# Floor Layers/Floor Finishers in Perth



## The Russells (May 22, 2009)

Hi all,

Im Dave and im currently in Liverpool, an have just started the emigration process and hoping to be living in Perth are there any Floor Layers/Carpet fitters on here 

Dave


----------



## weelee (Sep 15, 2008)

The Russells said:


> Hi all,
> 
> Im Dave and im currently in Liverpool, an have just started the emigration process and hoping to be living in Perth are there any Floor Layers/Carpet fitters on here
> 
> Dave


Hi Dave,

I am a floorlayer and we are in the final throws of immigration we have sent our police checks and medicals off to Oz and are back in the land of limbo.

What stage are you at?

if you need any help I am on here most nights

Good luck


----------



## The Russells (May 22, 2009)

Hello Weelee, 

What stage are we at, well we were using an agent here who went bust so we lost 8 hundred quid but we are doing it ourselves now so were right back at the begining, where abouts you going to be living in Oz an have you got a job lined up

Dave


----------



## weelee (Sep 15, 2008)

The Russells said:


> Hello Weelee,
> 
> What stage are we at, well we were using an agent here who went bust so we lost 8 hundred quid but we are doing it ourselves now so were right back at the begining, where abouts you going to be living in Oz an have you got a job lined up
> 
> Dave


We are going to Victoria, we are to start off with going to live in Blackrock just south of melbourne.

I have been in touch with various companies and have made contact with 2 both have asked me to give them a call when I land.

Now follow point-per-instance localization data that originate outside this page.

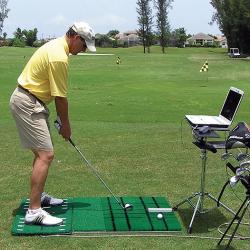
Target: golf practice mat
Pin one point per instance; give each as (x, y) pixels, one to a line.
(101, 214)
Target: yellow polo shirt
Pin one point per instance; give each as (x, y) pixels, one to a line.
(46, 73)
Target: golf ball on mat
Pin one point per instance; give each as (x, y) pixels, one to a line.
(159, 216)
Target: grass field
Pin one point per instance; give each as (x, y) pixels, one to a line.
(128, 120)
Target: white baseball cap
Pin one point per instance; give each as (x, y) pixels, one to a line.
(86, 32)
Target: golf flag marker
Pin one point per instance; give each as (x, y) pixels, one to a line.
(204, 68)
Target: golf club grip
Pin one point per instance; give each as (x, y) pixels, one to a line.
(71, 142)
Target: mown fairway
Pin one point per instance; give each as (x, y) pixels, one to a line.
(128, 120)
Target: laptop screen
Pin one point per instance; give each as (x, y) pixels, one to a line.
(231, 104)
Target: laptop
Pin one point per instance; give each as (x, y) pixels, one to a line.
(226, 115)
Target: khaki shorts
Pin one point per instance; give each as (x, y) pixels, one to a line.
(31, 120)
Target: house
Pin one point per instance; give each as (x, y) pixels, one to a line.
(222, 41)
(200, 39)
(131, 38)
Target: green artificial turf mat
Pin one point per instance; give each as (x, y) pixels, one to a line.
(101, 214)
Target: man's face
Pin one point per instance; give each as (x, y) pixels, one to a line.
(78, 45)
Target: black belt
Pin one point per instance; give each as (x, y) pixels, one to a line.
(28, 92)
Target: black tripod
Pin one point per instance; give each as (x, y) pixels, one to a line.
(239, 215)
(204, 146)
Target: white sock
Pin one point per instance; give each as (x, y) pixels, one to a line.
(34, 211)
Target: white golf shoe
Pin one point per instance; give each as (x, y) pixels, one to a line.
(42, 218)
(48, 200)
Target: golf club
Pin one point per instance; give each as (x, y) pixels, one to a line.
(127, 206)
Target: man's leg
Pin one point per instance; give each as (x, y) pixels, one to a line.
(35, 214)
(40, 170)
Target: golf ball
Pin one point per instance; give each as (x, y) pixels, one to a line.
(159, 216)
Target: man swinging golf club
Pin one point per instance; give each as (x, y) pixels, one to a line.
(43, 80)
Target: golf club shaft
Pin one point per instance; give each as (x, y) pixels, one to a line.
(95, 172)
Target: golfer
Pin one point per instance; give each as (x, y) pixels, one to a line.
(43, 80)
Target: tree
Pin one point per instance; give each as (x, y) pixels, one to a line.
(178, 37)
(145, 21)
(233, 18)
(162, 23)
(3, 13)
(112, 33)
(26, 36)
(18, 33)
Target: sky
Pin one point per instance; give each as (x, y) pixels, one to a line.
(52, 18)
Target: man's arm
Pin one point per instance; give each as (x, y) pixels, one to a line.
(62, 111)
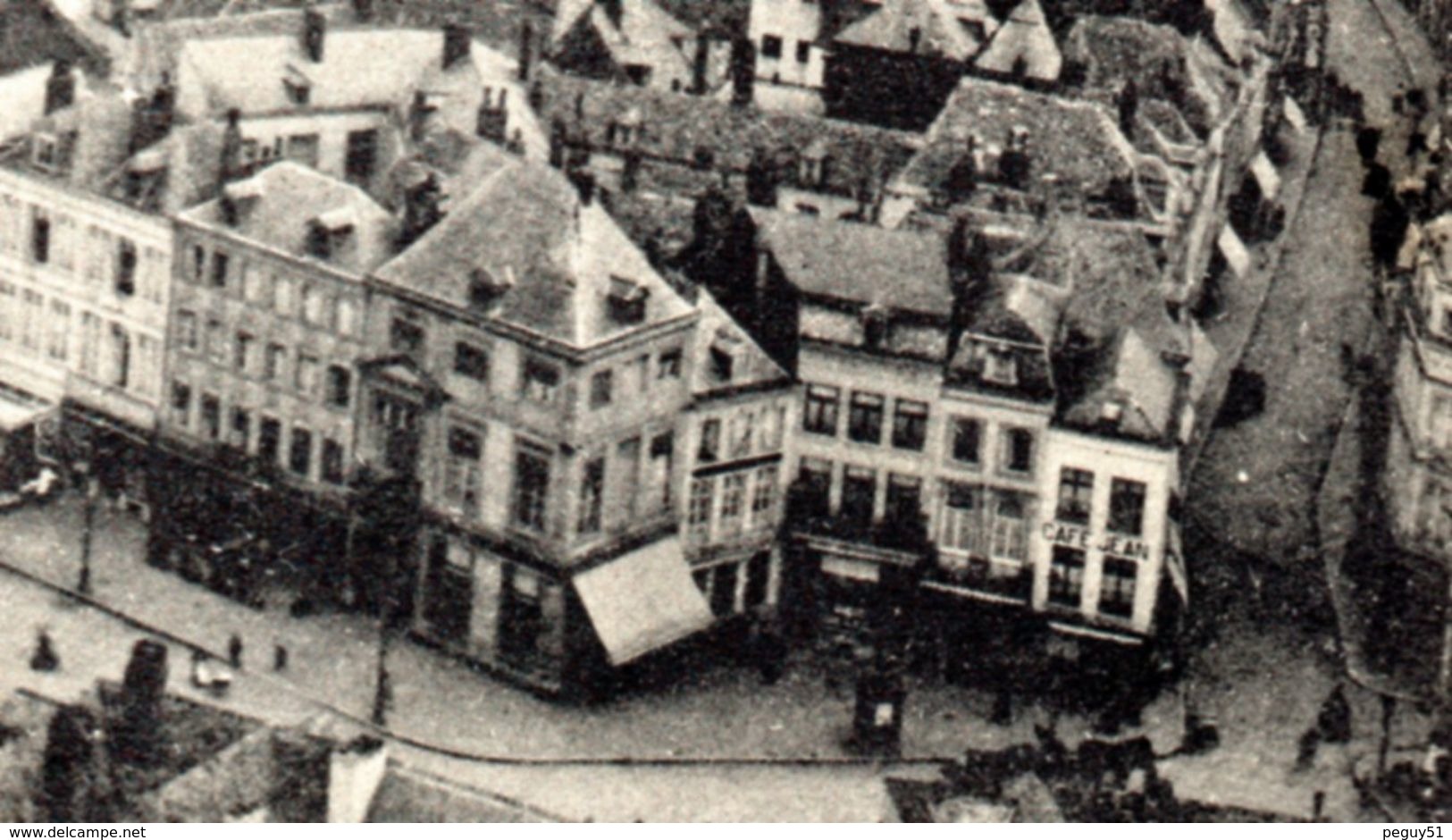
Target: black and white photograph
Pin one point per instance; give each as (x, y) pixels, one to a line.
(725, 412)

what visa are you going for? check the various state eligibility list and try for sponsorship that is the quickest way in

weelee


----------



## The Russells (May 22, 2009)

How did you find the flooring firms, I've never had any luck finding any whenever I've searched for them. What did you tap in??? At the moment we are not looking for sponsorship as it means I can only work in that one state for 2 years so its a 175 we'll be going in on, what agent/firm did you use.

Cheers Dave


----------



## weelee (Sep 15, 2008)

The Russells said:


> How did you find the flooring firms, I've never had any luck finding any whenever I've searched for them. What did you tap in??? At the moment we are not looking for sponsorship as it means I can only work in that one state for 2 years so its a 175 we'll be going in on, what agent/firm did you use.
> 
> Cheers Dave


Hi Dave,

I typed in floor finishers AU and a lot of flooring companies came up try flooring contractors AU and carpet fitting services AU. We used the visa bureau who were excellent. We went for state sponsorship to Victoria as we always intended to stay there as my wifes family are all there so the 2 year thing is not a prob for us. 
Do you realise the time frame for 175 visas or is that not a problem for you at this time? anyway keep in touch

weelee


----------



## The Russells (May 22, 2009)

Ta mate will try that, how long does a 175 take I thought it would all be done in 12 months as we are wanting to sell our house before we go but need the housing market to pick up a bit but if it's gonna take much longer than that then we may look at sponsorship, how did you go about getting it?


----------



## weelee (Sep 15, 2008)

The Russells said:


> Ta mate will try that, how long does a 175 take I thought it would all be done in 12 months as we are wanting to sell our house before we go but need the housing market to pick up a bit but if it's gonna take much longer than that then we may look at sponsorship, how did you go about getting it?


hi Dave,

for a 175 its about 12-18 months but with the economy as it is australia has set priority for visas. the top priority is trades on the critical skills list then state sponsorship then 175 applicants but they wont look at the 175s until the top 2 are allocated case officers.

we did everything through the agency but even then it has taken nearly 1 year to get this far. contact a few agencies their first consultation is free and they can advise you which is best for each individual. For state sponsorship we had to show 3 things, 1; enough money to keep our selves, 2; trade on the eligibility list set by the state you intend to go to, 3; reasons for choosing the state, for us it was because they wifes family are all there. we filled out the forms given to us by the agency and they did the rest.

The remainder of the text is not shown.